ROMA – «Una volta occorreva nascondere di corsa una coppia di coniugi ebrei. In pochi secondi lui diventò un frate confessore, lei una fedele che si confessava. I nazisti passarono oltre il confessionale e naturalmente non li scoprirono». Mancano documenti sonori, di questo ricordo. Così come non esiste un diario lasciato scritto. Ma è uno dei tanti episodi che arricchivano la straordinaria memoria personale di suor Margherita, all’anagrafe Maria Cipolloni, nata ad Acuto (Frosinone) il 16 gennaio 1900 e infermiera nelle corsie dell’ospedale pediatrico Bambino Gesù. Era una delle Figlie della Carità di san Vincenzo de’ Paoli e rimase al Gianicolo fino al 29 aprile 1962. Sarebbe morta una ventina di anni dopo, conservando sempre dentro di sé i volti e le voci di quella tragica stagione tra la fine del 1943 e il maggio 1944. Di quando i nazisti che occupavano Roma si macchiarono dell’orrendo delitto del 16 ottobre 1943, cioè la razzia degli ebrei romani nell’area dell’antico ghetto, continuando la persecuzione casa per casa e quartiere per quartiere fino al maggio 1944.

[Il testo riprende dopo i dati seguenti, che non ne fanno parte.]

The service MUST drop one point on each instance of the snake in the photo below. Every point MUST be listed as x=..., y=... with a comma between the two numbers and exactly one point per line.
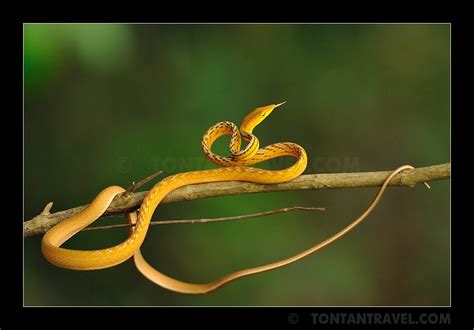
x=234, y=167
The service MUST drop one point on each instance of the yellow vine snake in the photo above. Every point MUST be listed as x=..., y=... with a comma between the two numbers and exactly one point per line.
x=234, y=168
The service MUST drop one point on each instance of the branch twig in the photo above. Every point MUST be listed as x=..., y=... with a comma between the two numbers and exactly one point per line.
x=122, y=204
x=209, y=220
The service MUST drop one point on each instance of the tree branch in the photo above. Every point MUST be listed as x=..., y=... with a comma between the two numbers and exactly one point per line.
x=210, y=220
x=122, y=204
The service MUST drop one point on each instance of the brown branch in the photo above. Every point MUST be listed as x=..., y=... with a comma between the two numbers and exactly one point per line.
x=210, y=220
x=122, y=204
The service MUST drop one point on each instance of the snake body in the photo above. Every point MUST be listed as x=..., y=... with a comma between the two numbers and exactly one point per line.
x=233, y=167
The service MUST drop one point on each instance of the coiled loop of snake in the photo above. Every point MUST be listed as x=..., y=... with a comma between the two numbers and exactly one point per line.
x=234, y=167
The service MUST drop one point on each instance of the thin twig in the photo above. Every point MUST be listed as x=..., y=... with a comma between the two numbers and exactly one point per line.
x=210, y=220
x=122, y=204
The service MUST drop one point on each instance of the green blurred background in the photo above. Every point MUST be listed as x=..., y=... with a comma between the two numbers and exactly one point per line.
x=110, y=104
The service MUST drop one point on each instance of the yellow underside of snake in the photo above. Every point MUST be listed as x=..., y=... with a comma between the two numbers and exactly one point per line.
x=234, y=168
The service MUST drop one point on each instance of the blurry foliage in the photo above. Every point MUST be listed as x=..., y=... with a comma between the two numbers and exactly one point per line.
x=109, y=104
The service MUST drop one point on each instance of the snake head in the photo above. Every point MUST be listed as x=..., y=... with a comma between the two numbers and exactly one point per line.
x=257, y=116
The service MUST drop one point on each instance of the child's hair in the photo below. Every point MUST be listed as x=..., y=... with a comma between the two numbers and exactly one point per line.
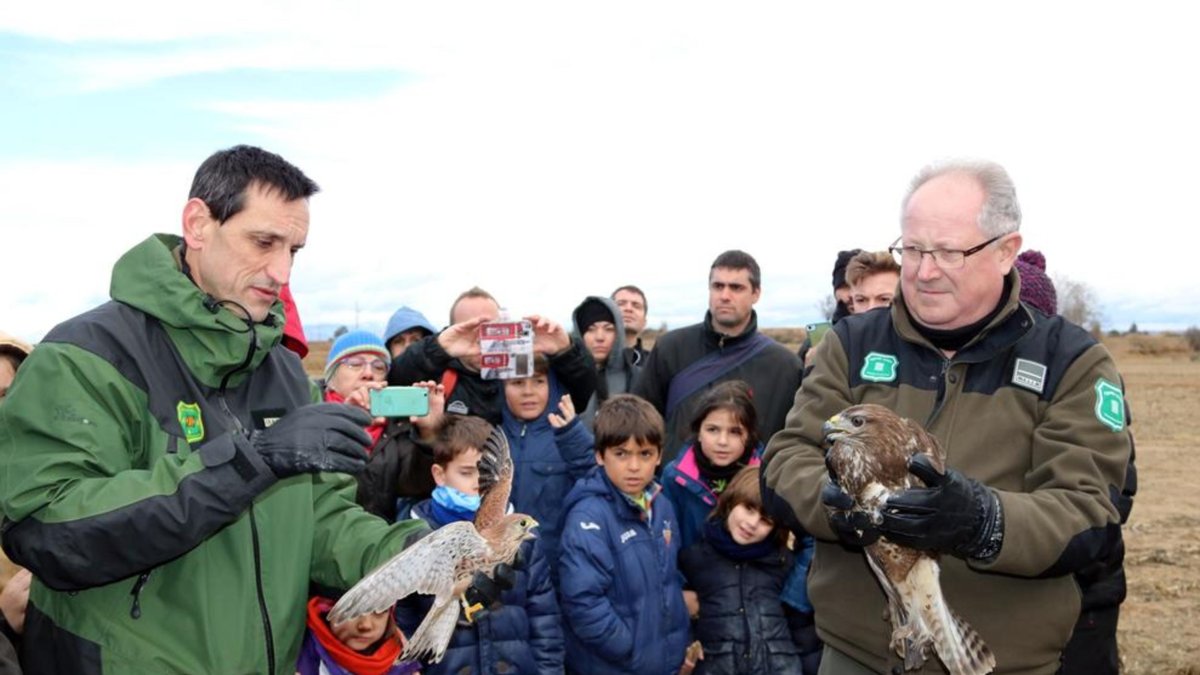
x=735, y=396
x=459, y=434
x=624, y=417
x=744, y=490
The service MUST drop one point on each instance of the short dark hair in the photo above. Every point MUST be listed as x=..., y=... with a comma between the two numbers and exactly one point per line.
x=222, y=179
x=736, y=396
x=624, y=417
x=459, y=434
x=869, y=263
x=744, y=489
x=735, y=258
x=473, y=292
x=631, y=288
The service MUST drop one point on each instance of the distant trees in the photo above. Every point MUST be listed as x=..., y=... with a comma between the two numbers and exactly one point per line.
x=1078, y=303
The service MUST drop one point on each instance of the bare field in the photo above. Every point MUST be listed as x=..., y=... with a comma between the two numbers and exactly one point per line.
x=1159, y=632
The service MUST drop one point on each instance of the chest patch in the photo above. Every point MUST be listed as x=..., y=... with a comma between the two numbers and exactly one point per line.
x=191, y=422
x=1030, y=375
x=1109, y=405
x=879, y=368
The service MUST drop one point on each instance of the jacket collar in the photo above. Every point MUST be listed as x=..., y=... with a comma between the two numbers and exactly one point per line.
x=213, y=344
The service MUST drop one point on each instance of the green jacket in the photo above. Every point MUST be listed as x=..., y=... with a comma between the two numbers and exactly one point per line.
x=160, y=539
x=1031, y=407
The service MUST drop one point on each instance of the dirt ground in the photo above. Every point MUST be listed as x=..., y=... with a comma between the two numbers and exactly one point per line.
x=1159, y=631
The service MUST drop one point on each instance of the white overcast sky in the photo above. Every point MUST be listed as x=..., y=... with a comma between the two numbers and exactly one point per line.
x=551, y=150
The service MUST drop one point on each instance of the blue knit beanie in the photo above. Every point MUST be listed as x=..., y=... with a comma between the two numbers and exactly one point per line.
x=354, y=342
x=406, y=318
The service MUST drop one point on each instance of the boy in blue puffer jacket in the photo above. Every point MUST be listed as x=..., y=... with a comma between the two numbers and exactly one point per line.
x=622, y=592
x=550, y=452
x=523, y=632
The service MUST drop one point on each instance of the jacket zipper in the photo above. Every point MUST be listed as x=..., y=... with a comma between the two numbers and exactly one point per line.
x=269, y=638
x=941, y=393
x=136, y=609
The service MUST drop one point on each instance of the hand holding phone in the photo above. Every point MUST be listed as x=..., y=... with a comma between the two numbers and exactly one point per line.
x=400, y=401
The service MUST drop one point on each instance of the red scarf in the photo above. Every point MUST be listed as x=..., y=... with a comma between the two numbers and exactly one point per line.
x=359, y=663
x=375, y=430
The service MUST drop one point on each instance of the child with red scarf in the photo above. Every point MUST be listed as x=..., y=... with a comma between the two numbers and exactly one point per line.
x=367, y=645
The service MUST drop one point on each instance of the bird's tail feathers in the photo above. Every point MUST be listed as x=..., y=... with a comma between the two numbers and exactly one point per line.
x=957, y=644
x=429, y=641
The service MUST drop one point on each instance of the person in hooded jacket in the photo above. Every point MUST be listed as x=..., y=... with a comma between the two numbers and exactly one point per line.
x=599, y=323
x=522, y=632
x=551, y=451
x=738, y=569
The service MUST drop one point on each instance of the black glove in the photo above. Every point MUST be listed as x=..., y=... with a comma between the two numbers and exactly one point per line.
x=853, y=527
x=316, y=437
x=485, y=591
x=953, y=514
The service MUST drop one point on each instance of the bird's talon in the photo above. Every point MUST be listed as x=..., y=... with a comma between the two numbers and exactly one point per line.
x=471, y=610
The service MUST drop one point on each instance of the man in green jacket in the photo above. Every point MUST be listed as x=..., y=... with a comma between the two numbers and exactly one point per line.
x=1029, y=410
x=162, y=469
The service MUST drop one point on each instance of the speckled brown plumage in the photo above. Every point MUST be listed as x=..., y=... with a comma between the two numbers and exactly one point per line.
x=870, y=452
x=443, y=563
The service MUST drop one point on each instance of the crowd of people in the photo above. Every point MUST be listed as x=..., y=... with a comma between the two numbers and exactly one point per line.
x=179, y=496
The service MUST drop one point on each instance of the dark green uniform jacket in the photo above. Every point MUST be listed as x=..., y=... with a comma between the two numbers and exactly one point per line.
x=1031, y=407
x=160, y=539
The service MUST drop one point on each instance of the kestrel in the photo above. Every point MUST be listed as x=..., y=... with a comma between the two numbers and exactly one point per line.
x=870, y=453
x=442, y=565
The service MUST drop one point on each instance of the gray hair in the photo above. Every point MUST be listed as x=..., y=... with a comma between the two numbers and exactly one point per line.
x=1000, y=214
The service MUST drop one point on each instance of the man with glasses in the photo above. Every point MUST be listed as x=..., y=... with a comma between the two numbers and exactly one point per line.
x=1029, y=408
x=399, y=472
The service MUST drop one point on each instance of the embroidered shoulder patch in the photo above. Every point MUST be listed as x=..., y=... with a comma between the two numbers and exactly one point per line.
x=880, y=368
x=1030, y=375
x=1109, y=405
x=191, y=422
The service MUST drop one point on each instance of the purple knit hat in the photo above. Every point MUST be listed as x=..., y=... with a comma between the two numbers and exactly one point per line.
x=1037, y=290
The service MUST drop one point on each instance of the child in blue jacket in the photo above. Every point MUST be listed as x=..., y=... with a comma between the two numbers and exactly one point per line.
x=622, y=592
x=523, y=632
x=738, y=569
x=725, y=440
x=551, y=451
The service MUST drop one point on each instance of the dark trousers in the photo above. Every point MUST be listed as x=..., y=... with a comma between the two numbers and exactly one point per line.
x=1092, y=649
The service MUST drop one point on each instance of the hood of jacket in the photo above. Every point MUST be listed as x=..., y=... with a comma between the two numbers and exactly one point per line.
x=513, y=425
x=213, y=344
x=616, y=363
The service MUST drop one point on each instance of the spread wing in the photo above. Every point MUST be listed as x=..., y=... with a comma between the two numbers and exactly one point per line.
x=495, y=479
x=426, y=567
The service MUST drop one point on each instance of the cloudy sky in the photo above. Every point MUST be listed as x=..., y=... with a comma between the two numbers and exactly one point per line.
x=551, y=150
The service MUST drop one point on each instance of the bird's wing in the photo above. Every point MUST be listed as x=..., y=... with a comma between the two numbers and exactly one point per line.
x=426, y=567
x=495, y=479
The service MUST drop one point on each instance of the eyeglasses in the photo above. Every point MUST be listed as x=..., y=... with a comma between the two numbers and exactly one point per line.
x=359, y=363
x=945, y=258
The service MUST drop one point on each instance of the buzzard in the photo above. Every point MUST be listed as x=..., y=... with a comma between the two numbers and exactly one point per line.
x=870, y=451
x=443, y=563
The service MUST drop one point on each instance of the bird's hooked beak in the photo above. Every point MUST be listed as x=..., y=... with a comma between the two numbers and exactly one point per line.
x=529, y=533
x=834, y=429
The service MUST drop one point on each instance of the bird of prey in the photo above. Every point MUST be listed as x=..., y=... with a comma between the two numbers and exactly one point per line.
x=443, y=563
x=869, y=455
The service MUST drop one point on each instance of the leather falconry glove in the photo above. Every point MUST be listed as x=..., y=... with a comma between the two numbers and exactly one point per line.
x=313, y=438
x=952, y=514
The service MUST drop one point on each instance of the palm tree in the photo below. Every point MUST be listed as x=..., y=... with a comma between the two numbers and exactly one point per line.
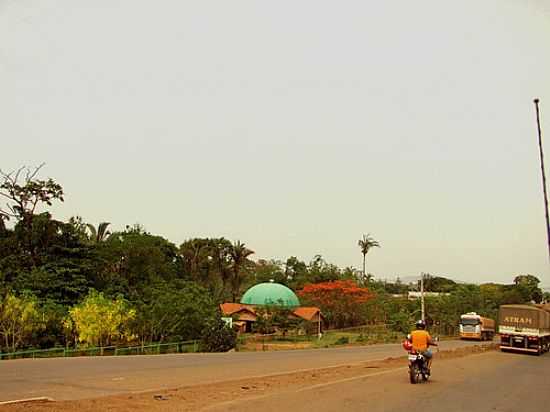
x=239, y=262
x=100, y=234
x=366, y=244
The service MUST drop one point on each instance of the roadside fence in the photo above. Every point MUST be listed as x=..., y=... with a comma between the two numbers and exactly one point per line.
x=190, y=346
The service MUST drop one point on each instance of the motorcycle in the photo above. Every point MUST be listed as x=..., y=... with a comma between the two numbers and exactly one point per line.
x=418, y=364
x=418, y=368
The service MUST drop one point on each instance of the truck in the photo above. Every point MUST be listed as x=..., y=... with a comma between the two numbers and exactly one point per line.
x=524, y=328
x=474, y=326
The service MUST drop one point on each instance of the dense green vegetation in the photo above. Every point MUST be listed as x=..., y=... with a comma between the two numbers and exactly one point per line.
x=73, y=283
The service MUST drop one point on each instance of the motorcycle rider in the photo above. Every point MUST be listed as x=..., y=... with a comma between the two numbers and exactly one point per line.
x=421, y=341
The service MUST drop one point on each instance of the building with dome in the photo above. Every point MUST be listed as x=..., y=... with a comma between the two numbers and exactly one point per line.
x=270, y=294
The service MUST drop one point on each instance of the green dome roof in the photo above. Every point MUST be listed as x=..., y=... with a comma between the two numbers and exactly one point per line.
x=270, y=293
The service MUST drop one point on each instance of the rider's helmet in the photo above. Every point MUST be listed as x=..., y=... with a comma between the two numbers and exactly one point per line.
x=421, y=324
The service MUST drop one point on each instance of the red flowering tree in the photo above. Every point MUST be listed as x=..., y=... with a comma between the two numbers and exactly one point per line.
x=341, y=301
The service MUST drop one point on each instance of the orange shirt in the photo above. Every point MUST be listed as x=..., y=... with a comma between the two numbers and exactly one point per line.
x=420, y=340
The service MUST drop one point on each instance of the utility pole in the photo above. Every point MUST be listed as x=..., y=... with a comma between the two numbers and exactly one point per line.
x=536, y=101
x=422, y=296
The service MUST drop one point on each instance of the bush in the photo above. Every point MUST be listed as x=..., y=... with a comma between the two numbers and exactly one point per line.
x=218, y=337
x=342, y=340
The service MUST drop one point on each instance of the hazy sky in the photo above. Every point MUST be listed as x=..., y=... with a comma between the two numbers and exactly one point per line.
x=294, y=126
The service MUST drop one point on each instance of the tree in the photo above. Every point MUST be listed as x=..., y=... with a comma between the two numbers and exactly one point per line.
x=132, y=260
x=218, y=337
x=528, y=287
x=100, y=321
x=340, y=301
x=19, y=319
x=100, y=234
x=366, y=244
x=25, y=193
x=240, y=264
x=174, y=311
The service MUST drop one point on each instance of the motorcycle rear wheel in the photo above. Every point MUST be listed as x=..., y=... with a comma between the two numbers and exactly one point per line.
x=414, y=374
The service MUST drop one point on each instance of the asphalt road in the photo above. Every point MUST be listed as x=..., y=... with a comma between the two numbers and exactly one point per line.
x=91, y=377
x=492, y=381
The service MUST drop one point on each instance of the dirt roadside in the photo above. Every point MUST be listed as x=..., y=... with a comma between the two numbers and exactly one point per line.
x=197, y=397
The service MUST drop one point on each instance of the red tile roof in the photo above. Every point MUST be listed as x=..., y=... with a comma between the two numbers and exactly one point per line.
x=306, y=312
x=231, y=308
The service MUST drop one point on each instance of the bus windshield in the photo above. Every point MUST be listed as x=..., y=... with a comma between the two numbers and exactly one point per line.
x=466, y=321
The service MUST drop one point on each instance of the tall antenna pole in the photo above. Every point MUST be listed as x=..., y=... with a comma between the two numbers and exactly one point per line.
x=543, y=176
x=422, y=297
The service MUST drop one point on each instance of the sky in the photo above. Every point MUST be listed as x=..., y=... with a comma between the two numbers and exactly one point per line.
x=293, y=126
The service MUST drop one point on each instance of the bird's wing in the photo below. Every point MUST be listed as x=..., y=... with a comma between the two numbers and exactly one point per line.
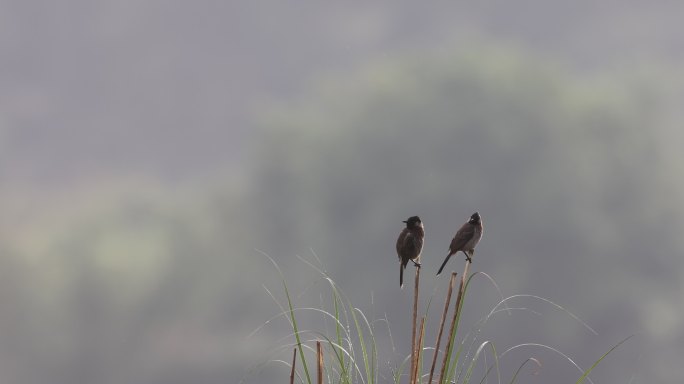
x=463, y=235
x=401, y=242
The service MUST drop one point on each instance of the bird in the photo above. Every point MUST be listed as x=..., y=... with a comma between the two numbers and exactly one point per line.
x=410, y=244
x=466, y=239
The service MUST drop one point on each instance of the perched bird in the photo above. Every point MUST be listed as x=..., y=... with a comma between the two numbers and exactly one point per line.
x=410, y=244
x=466, y=239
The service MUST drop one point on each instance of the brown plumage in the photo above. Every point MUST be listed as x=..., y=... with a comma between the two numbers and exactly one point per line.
x=410, y=244
x=466, y=239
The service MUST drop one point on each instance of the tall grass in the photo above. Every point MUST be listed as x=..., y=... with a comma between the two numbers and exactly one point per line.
x=349, y=353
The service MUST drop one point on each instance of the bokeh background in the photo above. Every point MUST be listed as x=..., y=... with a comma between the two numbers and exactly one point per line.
x=150, y=150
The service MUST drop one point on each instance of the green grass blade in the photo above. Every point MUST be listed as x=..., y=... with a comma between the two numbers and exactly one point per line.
x=586, y=373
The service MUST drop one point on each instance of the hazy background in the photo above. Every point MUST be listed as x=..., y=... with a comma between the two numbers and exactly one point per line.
x=147, y=148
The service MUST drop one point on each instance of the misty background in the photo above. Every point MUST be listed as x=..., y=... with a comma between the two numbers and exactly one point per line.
x=149, y=151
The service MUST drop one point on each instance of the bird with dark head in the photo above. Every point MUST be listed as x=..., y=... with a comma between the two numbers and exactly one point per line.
x=466, y=239
x=410, y=244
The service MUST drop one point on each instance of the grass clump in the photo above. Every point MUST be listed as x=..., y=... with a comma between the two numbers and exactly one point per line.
x=349, y=353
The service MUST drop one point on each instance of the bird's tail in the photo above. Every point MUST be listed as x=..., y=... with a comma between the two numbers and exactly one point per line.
x=444, y=263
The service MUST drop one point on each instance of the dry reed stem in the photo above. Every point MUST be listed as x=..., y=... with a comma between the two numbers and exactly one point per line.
x=418, y=349
x=415, y=315
x=294, y=360
x=441, y=325
x=319, y=352
x=457, y=310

Molti ebrei, impossibile quantificarli proprio perché manca una documentazione certa e soprattutto perché c’era un continuo ricambio di arrivi e di partenze per altri nascondigli, trovarono rifugio al Gianicolo, all’Ospedale Bambino Gesù che godeva dell’extraterritorialità perché di proprietà della Santa Sede. Arrivavano spesso famiglie intere con i bambini, a loro volta poi confusi tra i piccoli ricoverati. Tra il personale dell’ospedale c’era appunto suor Margherita, poi diventata amica e confidente della consorella suor Vincenza. È lei oggi a raccontare e a descrivere episodi come questo: «Suor Margherita ricordava almeno due perquisizioni dei tedeschi, nonostante l’extraterritorialità. Ma non trovarono mai nessuno. I rifugiati dormivano un po’ ovunque. Nel campanile di Sant’Onofrio. O anche intorno all’altare della cappella, accanto alla balaustra». Molti ebrei si travestirono da medici indossando il camice bianco. E in effetti alcuni di loro erano davvero medici. Quando si temeva una perquisizione, gli ebrei rifugiati lasciavano immediatamente le corsie dell’ospedale e raggiungevano un rifugio segreto realizzato nella terrazza più alta nella costruzione centrale dell’ospedale. Si arrivava fin lassù con una scaletta metallica che spariva immediatamente. Poi, finito il pericolo, suonava una campanella che nessun nazista avrebbe scambiato per un codice segreto, visto che suonava in un ospedale di proprietà del Vaticano.